With almost 30 political parties in Lebanese society, no one can amass a majority, and no one can do anything without building coalitions, he explained.

“Since the parliamentary elections [in April 2021], we don’t have a cabinet, a government. The current government is a caretaker government,” he said. “They’re not supposed to meet to do anything; they’re just supposed to wrap up what they’re doing until a new government is formed."

“And then the president’s term ended in October, so we don’t have a president,” Choukeir continued. “In a normal situation, the Council of Ministers takes over the powers of the president, but right now the Council of Ministers is a caretaker one. … Electing a new president requires a two-thirds majority in Parliament. And no coalition has that or is able to get that number of votes, because Parliament is kind of equally divided between the kind of pro-US parties and the pro-Iran parties.”

Christian presence

Can a solution be found? That's anyone's guess, but it’s vital that it is -- not only to help relieve the suffering of ordinary people, but to help maintain a Christian presence in a country that has prided itself on societal coexistence and tolerance. 

“I think in Lebanon you have an almost even split between Sunni and Shia, which creates a lot of tension within the Muslim communities,” said Aid to the Church in Need’s Clancy, “and so often Christians are the intermediaries, the go-betweens, the communicators that help in those situations. So they have a great value to Lebanese society.

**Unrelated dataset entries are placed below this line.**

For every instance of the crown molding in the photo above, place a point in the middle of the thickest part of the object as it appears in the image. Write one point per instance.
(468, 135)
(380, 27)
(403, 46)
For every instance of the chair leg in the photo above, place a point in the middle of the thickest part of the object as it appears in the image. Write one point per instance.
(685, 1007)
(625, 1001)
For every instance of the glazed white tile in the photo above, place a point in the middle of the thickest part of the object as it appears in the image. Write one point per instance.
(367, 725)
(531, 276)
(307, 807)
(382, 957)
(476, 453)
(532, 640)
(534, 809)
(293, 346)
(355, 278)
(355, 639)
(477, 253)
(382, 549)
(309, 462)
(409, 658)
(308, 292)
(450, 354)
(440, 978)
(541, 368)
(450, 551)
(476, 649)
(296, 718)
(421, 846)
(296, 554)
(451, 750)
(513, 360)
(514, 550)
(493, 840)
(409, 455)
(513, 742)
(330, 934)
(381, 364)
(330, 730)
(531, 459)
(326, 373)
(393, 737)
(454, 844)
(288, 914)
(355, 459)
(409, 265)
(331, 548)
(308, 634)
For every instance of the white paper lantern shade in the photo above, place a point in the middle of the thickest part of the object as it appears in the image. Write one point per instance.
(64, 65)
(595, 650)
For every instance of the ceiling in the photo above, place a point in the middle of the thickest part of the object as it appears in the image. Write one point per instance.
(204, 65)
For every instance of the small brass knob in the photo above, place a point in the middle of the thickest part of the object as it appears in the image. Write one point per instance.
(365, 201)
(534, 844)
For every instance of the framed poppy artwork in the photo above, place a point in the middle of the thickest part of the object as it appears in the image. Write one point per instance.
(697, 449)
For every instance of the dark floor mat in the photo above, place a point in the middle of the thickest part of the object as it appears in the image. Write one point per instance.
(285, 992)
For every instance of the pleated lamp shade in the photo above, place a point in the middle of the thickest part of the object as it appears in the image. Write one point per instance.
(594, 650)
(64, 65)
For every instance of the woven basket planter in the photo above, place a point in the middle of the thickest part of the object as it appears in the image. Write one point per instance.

Many popes, including John Paul II, mentioned how important Lebanon was to Christianity in the Middle East. We believe it’s a worthwhile effort to keep them there and sustain the community.”

Pope Francis, echoing his predecessors, has more than once recalled that Lebanon is more than a country, it's a message. He's said:

Dear Lebanese friends, I greatly desire to visit you and I do not tire of praying for you, so that Lebanon will once more be a message of peace and fraternity for the entire Middle East.